I’ve been a Friend of two local lib systems for about 10 years now. I’ve been a book scout/seller and a Friend to about a dozen other regional lib systems for about 2 years now. (Yes, one precipitated the other.)
Policies and perspectives on dealers/scouts/sellers vary widely not only between friends’ groups, but among individual people with authority in a Friends group, and at Friends’ sales.
There seems to be two primary roles that Friends groups play for their lib systems: fundraising and community outreach. Groups that have considered fundraising as more important have tended to work with online wholesale sales sites, like http://www.librarybooksales.org, or one of the several large sales outsourcing providers, and have given up on local publis sales events. Groups who see community outreach as more important have created policies that bar dealers/scouts from the sale, or at least from Friends preview sales, limit purchase volume, etc..

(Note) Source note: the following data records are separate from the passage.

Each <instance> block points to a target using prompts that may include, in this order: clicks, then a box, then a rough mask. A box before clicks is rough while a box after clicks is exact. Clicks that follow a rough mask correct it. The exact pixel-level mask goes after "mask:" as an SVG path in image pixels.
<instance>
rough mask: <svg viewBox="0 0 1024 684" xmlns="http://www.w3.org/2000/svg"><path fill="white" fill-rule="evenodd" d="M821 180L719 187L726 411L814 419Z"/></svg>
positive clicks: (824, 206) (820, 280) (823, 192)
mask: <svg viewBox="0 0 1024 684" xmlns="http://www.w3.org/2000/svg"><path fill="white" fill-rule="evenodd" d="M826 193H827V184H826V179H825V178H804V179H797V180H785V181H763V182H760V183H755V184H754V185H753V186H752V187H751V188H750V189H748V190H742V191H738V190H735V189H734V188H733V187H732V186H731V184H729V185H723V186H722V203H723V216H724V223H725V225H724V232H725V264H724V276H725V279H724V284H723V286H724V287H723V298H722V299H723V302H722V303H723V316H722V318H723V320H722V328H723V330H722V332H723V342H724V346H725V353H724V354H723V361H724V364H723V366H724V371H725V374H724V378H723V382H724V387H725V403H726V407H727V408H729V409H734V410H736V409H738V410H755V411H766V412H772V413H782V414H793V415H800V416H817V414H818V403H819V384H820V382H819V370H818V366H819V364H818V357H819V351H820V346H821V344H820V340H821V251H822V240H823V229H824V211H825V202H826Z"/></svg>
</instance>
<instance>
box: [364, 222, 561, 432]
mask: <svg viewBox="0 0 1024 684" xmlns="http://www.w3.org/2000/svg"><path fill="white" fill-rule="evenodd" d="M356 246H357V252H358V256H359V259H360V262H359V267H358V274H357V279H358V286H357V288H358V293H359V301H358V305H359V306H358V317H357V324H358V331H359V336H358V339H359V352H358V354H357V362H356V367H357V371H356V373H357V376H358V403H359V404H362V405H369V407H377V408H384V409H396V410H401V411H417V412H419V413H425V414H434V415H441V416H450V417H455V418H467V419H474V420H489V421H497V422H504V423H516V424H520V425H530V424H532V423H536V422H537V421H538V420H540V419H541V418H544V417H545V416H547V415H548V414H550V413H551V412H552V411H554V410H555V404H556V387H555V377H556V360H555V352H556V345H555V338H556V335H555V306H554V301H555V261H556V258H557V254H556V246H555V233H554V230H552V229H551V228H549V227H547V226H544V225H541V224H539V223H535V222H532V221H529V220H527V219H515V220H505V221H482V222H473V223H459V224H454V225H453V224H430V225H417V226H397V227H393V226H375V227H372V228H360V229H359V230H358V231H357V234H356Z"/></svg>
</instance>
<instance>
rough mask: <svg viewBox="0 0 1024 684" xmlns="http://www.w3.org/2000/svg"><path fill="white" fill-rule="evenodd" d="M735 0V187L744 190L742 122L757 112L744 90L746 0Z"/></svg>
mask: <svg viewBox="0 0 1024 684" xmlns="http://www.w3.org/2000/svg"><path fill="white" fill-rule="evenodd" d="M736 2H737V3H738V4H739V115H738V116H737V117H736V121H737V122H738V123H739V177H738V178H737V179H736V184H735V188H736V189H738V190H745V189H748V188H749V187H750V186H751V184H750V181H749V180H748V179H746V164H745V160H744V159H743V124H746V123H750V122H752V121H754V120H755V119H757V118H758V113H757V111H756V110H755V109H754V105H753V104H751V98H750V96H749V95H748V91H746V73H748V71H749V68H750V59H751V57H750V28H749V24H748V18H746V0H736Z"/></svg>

Most Friends groups are somewhere in the middle, with individual members perspectives ranging up and down the spectrum. For some, a purchase is a purchase, and every book bought before the end of dollar-a-bag Sunday is one fewer book to send back into storage and not sell again next time. For others, pre-pre-sale culling diminishes the esteem the local tax-supporting community may have for the lib system.
I do volunteer at various Friends sales, and for the most part, they are happy to let me buy what I want before the sale officially opens. I pay the listed price. At other Friends sales, I’m content to queue up a half hour ahead with the other avid readers and scouts. I try to be courteous once inside. I once saw a person load most of a table wholesale into several plastic totes and then spend quite a while in the corner checking the titles with his Blackberry before dumping much of it back on the same table. He effectively kept other people from buying even the books he didn’t want for all that time.
But the difference in opinion about scouts at sales could be easily compared to the differences in opinion that I’ve seen librarians demonstrate about collections policies. High churn popular media on one extreme, archival esoteric reference on the other. Most libraries, and by extension, most Friends groups, try to find the right balance between the two.